China tira la gran muralla del hijo único

El Partido Comunista chino anuncia que las parejas podrán tener hasta dos vástagos para frenar el envejecimiento demográfico, tras 30 años de férreo control de la natalidad

30.10.2015 | 02:15
Un ciudadano chino posa con su hijo ante un retrato de Mao. // Efe

El Partido Comunista de China (PCCh) anunció hoy, tras su plenario anual de cuatro días, que "todas las parejas" del país podrán tener hasta dos hijos, una reforma que pone fin a más de 30 años de la controvertida política del hijo único. La reforma, anunciada el mismo día que el régimen comunista aprueba su XIII Plan Quinquenal para el lustro 2016-2020, supone un paso más en la relajación de las estrictas políticas demográficas, que comenzó en 2013, cuando se amplió el número de excepciones en las que un matrimonio podía tener un segundo vástago.

La política del hijo único se puso en marcha en 1979 para reducir los problemas de superpoblación del gigante asiático y según los expertos ha servido para evitar que la población actual del país fuera actualmente de 1.700 millones de habitantes (ahora supera los 1.300 millones).
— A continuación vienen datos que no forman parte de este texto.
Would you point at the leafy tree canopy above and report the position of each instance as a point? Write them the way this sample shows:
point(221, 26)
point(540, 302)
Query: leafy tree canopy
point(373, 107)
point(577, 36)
Los observadores ya esperaban que en el plenario del PCCh de esta semana, celebrado a puerta cerrada con los máximos líderes del régimen comunista, cambiase esta política, aunque se ignoraba hasta qué punto iba a llegar el cambio.

El Gobierno chino siempre defendió que el restringir a un solo hijo la descendencia de muchas parejas, sobre todo en zonas urbanas, contribuyó al desarrollo del país y a la salida de la pobreza de más de 400 millones en las últimas tres décadas, pero Pekín también admitía que se aproximaba el momento de ponerle fin.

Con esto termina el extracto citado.